Dois anos depois, a empresa respondeu a um Processo Administrativo de Responsabilização. A CGU concluiu que o programa existia no papel. Nenhuma auditoria havia verificado se os procedimentos documentados eram aplicados na prática. Nenhum auditor externo havia testado os controles, validado os registros contábeis ou confrontado o que estava escrito com o que era feito. O programa de integridade, formalmente impecável, era uma declaração de intenções sem verificação independente.
A multa chegou a 8% do faturamento bruto. Os contratos foram suspensos. A reputação da empresa, construída em anos de trabalho, foi destruída em meses de processo.
Esse cenário não é hipotético. É o padrão do que acontece quando o compliance é tratado como exercício burocrático, e não como sistema real de gestão de riscos.

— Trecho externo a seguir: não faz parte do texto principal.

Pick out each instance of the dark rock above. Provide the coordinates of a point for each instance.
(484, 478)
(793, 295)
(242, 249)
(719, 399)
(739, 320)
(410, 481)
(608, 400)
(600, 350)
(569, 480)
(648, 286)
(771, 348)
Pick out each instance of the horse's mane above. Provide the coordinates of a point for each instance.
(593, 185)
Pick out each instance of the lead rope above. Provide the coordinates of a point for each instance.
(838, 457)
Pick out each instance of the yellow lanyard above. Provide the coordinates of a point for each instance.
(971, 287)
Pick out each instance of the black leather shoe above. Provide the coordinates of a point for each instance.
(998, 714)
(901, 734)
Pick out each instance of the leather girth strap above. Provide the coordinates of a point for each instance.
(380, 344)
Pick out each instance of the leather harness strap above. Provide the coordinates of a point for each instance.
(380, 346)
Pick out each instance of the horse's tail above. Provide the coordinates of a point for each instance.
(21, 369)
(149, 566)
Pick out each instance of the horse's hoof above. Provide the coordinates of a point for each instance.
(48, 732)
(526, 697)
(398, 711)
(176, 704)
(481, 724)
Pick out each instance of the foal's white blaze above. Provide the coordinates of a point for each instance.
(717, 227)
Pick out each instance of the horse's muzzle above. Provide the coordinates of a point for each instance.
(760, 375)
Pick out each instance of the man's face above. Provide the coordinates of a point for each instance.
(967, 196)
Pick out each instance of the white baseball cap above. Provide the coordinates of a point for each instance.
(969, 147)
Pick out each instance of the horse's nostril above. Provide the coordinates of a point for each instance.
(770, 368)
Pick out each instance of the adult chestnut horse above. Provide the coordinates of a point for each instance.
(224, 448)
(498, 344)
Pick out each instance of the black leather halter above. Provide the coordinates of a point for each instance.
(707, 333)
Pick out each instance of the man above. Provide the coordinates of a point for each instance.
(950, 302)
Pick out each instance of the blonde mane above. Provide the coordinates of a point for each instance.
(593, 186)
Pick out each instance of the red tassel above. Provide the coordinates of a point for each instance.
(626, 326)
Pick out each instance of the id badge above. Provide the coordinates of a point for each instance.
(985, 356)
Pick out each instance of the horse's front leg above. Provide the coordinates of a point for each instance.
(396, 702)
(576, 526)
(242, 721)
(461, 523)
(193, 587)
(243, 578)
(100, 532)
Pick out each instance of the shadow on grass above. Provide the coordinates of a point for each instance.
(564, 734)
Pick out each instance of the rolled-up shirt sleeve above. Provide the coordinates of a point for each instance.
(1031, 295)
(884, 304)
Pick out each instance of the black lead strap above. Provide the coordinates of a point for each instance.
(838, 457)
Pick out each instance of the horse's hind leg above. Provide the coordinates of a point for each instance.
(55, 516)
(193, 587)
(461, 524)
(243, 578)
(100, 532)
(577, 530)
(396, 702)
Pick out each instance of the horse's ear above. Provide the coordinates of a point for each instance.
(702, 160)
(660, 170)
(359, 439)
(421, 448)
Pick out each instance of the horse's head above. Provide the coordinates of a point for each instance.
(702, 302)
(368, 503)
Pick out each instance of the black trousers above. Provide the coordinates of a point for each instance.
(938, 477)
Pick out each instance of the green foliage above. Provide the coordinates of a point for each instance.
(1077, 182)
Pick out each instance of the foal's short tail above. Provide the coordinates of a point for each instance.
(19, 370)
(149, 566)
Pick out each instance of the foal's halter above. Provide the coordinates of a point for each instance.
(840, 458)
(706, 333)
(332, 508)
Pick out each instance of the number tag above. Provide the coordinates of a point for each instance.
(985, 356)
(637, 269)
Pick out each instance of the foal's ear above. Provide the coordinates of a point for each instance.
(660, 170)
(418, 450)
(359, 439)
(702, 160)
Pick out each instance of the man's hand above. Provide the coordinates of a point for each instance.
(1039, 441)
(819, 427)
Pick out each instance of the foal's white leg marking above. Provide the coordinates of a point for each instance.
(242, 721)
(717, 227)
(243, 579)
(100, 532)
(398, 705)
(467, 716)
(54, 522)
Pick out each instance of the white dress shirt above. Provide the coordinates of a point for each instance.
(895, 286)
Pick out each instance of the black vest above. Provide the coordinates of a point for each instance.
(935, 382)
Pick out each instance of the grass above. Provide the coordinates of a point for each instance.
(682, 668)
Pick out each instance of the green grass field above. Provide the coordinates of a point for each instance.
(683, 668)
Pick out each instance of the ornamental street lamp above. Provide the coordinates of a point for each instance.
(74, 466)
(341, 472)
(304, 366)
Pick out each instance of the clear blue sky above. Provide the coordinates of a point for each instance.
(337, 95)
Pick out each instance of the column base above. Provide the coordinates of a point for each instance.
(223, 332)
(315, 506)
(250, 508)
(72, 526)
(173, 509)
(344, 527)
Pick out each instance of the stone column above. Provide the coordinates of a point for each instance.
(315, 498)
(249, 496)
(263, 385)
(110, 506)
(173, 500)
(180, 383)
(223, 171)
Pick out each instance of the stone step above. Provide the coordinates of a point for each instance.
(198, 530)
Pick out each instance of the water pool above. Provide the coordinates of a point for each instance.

E o elemento que separa o compliance real do compliance decorativo tem um nome preciso: auditoria externa independente.
O Que Mudou: O Novo Marco Regulatório do Compliance Público
Durante anos, o programa de integridade foi tratado pelas empresas como um diferencial voluntário, uma boa prática para quem quisesse participar do Programa Empresa Pró-Ética da CGU. Esse tempo passou.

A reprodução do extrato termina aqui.